Tutto okay quindi? Beh, no. Detto che la pellicola ha trovato faticosamente l’equilibrio tra fan product e audiovisivo per tutti, la parte più critica riguarda i comprimari, i character. Pete Seeger (un convincente Edward Norton) ci viene mostrato come un hippy buonista, insomma dai abbastanza noioso e inconcludente (nonostante l’incipit che lo vedeva a processo), tra canzoncine-scioglingua ed educational tv. In realtà Seeger è stato molto altro, ha scritto pezzi di palese contrasto alla politica americana e recuperato traditional anti militari aguzzi come coltelli. Di Woody Guthrie (Scott McNairy) si poteva trovare il modo di raccontare qualcosa della sua indiscussa centralità nella musica "contro", dalla parte degli ultimi, dei dimenticati, sarebbero bastate un paio di linee di dialogo. Stupisce poi la caricatura tratteggiata su Johnny Cash (Boyd Holbrook), visto il buon lavoro del regista sul suo biopic (Walk the line). Alan Lomax (Norbert Leo Butz) infine, personaggio epocale, che ha avuto un ruolo gigantesco nel recuperare la old time music americana, latina, europea, il folk, il rurale, il gospel, il blues, andando a registrare composizioni che diversamente sarebbero andate perse e che invece oggi fanno parte del patrimonio dell’umanità. Ecco, dipingere uno così come un talebano del folk, facendogli fare il villain del film, è un pò disonesto, superficiale e deprecabile. 

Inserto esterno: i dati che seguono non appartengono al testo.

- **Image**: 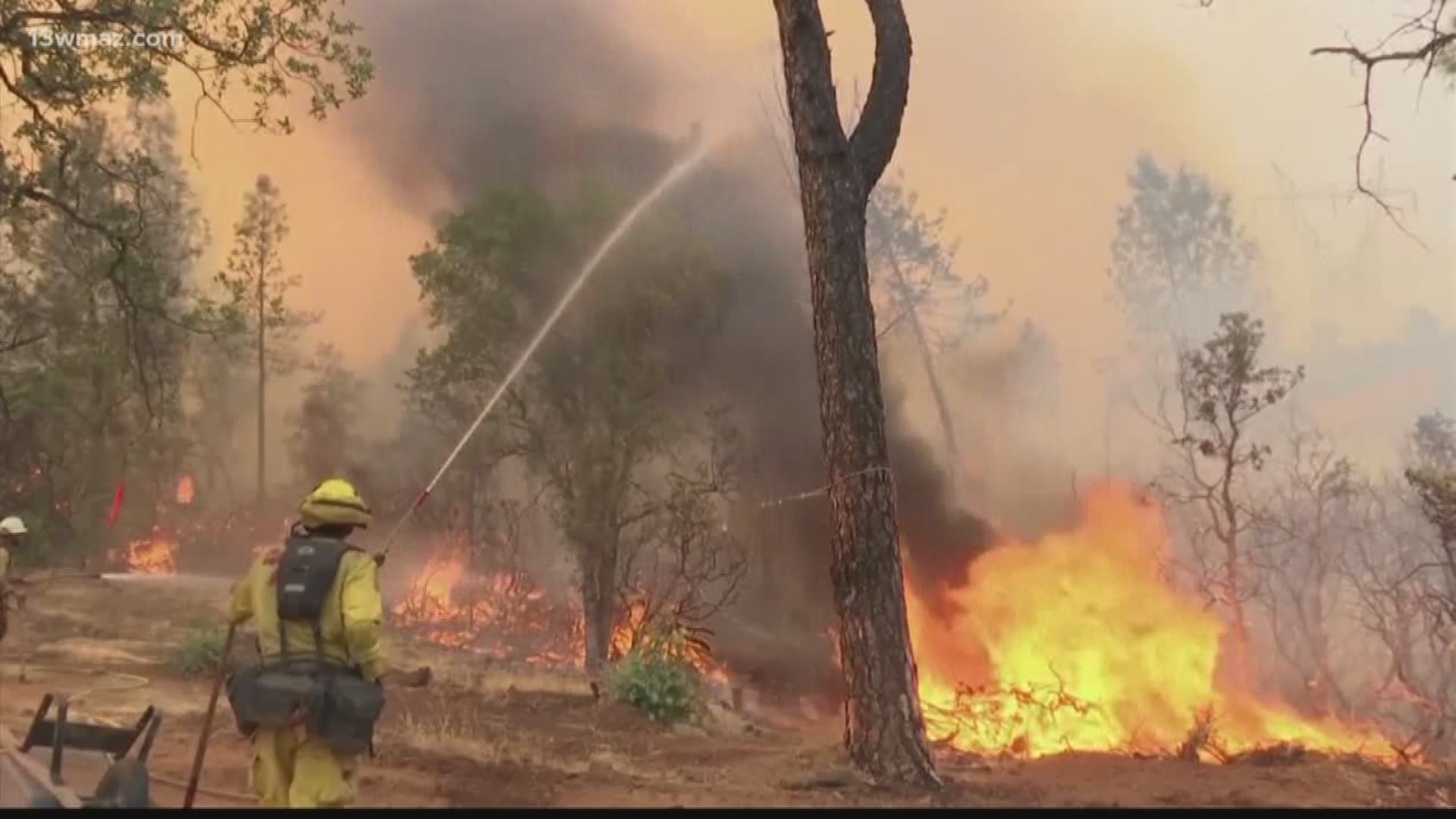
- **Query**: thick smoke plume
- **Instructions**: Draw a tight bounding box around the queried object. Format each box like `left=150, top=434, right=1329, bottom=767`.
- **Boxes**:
left=344, top=0, right=993, bottom=691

Perché guardando A complete unknown, al netto delle inevitabili semplificazioni, lo spettatore comune può farsi un’idea della scorbutica genialità di Dylan, un’artista che rifiuta i recinti in cui lo vorrebbero rinchiudere, che si evolve continuamente, come solo i veri Artisti (Mozart, Miles Davis, David Bowie, Lou Reed) fanno in maniera spontanea, ma perde un po' il contesto artistico che ha permesso l’eruzione artistico poetica di Bob e i sacrifici compiuti in nome della musica, della storia e della libertà che qualcuno (Guthrie, Seeger, Lomax) prima di lui ha compiuto, preparandogli il terreno.

Pur deludendo i fans e non convincendo appieno i “laici”, A complete unkown resta comunque un film decoroso, il secondo (prima ci fu il visionario Io non sono qui), sull’uomo che, arrivando da un paesino del Minnesota, ha rivoluzionato per sempre la musica popolare. Bestemmio se dico che una serie tv, di quelle fatte bene, non sarebbe una cattiva idea, per coprire almeno i primi vent'anni artistici di questo genio?